NCMO’s Grandchild

The Dark Age

A long, long time ago, in a place far, far away, “Harry” served within the NCMO (Navaids/Communications Management Office), where he manned the desk as an operator. The NCMO was a room (20 x 20 feet square) adjacent to the Commander’s office; the Commander of a USAF communications squadron. This squadron supported operations of tactical and strategic units on an air force base; and, as such was overhead; but, nonetheless, essential to those tactical and strategic units accomplishing their missions.

The NCMO featured normal overhead lighting, which was always turned off; the ambient lighting in the room came from the lights behind the plexiglass status boards which covered all the walls. These status boards reflected the current status of all [technical] systems falling within the squadron’s purview; and it was Harry’s job to keep those boards updated. (With grease pencils; this was well before anything you’d recognize as a computer; and the Internet was only a twinkle in DARPA’s eye. Think of it as the Dark Age, wherein the business of managing support and resources was accomplished manually.)

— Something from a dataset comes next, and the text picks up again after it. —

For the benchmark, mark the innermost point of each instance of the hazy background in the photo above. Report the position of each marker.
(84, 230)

The NCMO was “adjacent” to the Commander’s office by design: it functioned as his primary tool to exercise the Five Management Functions in accomplishing the squadron’s mission; it was the place where “it all came together” in the operations context. The Commander often “ducked in to get the current picture” of what was happening; and, used that information to perform his commander’s function.

The central feature in the room was the console/desk, at which sat the two airmen who were on duty at any given time, the desk being manned 24×7. That desk contained the most important feature of the NCMO: telephones, “hotlines,” and contact lists – communication tools. Without those communication tools, the function of management would occur, but largely be inefficient, to the point of being ineffective.

Here And Now

Today, we have lots of exciting tools the render that physical NCMO an antiquated and arcane facility. Tools such as the Internet, and low-cost devices and technologies that allow, promote, and feature decentralized communication across the Internet. The predominate feature of modern communications technology (and environment) is distributed communications; we no longer need a centralized physical office to manage our affairs.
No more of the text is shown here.